The two shared battles of ferocious intensity throughout the 1990s, as Australia claimed West Indies’ crown at the top of the Test game. In Trinidad in 1995, teammate Kenny Benjamin told Ambrose at lunch that Waugh had sworn at him.

Now Ambrose abandoned his normal maxim – “I figured that the 5½oz (ball) will do enough for me. I don’t say anything.

“When we came back from the break I bowled to him again. And somebody told me: ‘Ask him if he said it.’ And I said to him: ‘Did you say so and so to me?’ He didn’t say yes, he didn’t say no. He just simply said ‘I can say whatever I want’. That to me was a yes.”

This was Test cricket at its most primal. Ambrose’s fury led him to confront Waugh, needing to be pulled away by Richardson.

“I wanted to hit him physically because I demanded more respect from him,” he said. Characteristically, Ambrose channelled his anger into taking nine wickets for 65 runs in West Indies’ victory. “We’ve never talked about it.”

‘I’m a freak of nature’

Ambrose did not strive to be a Test player. As a boy, his great love was basketball.

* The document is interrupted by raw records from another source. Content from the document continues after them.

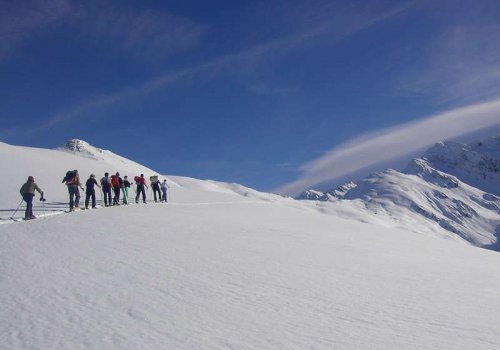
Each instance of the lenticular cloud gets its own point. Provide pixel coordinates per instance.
(393, 143)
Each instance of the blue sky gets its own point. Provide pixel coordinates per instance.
(262, 93)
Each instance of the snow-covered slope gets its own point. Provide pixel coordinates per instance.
(445, 189)
(49, 167)
(225, 267)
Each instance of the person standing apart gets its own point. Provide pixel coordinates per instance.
(155, 185)
(106, 189)
(73, 183)
(90, 191)
(126, 186)
(115, 182)
(28, 192)
(164, 188)
(140, 183)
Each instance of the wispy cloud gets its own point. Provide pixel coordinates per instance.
(141, 34)
(393, 143)
(461, 64)
(236, 64)
(21, 21)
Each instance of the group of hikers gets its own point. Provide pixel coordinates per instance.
(108, 185)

It was said John F Kennedy became president because his eldest brother could not fulfil the family dream. Ambrose, too, fulfilled the hopes that were originally invested in someone else. His cricket loving mother, who used to listen to Test matches on her transistor radio in Swetes, their village in Antigua, dreamed of her oldest son becoming a Test cricketer.

“My older brother used to play club cricket,” Ambrose recalls. “When he migrated to the US to join my father I was naturally next in line.”

Late in his teens, Ambrose had a growth spurt so rapid that some schoolmates didn’t recognise him when they saw him bowl on TV. Aged 20, Ambrose started playing club cricket for Swetes. Within four years, after only six first-class games, he was playing for West Indies.

And so Ambrose did not need the 10,000 hours of training that are said to be necessary to achieve greatness – in any case, a largely debunked theory.

Even Glenn McGrath couldn’t match Ambrose’s economy rate.Credit: Getty

“It was natural for me,” he reflects. “According to Desmond Haynes, I’m a freak of nature.”

Ambrose initially relied upon the classic fast bowler’s combination: following a bouncer with a yorker. In Test cricket, he swiftly learned, this was not enough.

“I’ve developed that short-of-a-length delivery where batters aren’t sure to come forward or go back – an ‘in between’ length. The guys couldn’t leave on length. They had to look to play. I was never a swing bowler. I relied on hitting the pitch and getting the ball to seam away or nip back or go straight on.”

Some great fast bowlers accept being driven for boundaries as an inevitable cost of doing business. For Ambrose every run scored against him was more like a personal affront. No one who has taken more than his 405 Test wickets, not even Glenn McGrath, has been so frugal.

“I’m a very proud man. Everything I do, I want to be the best. I hate giving away runs. I have to work hard to take wickets so I’m not gonna make it easy for you as a batter.”

As a generation of Test batsmen could attest, Ambrose never did.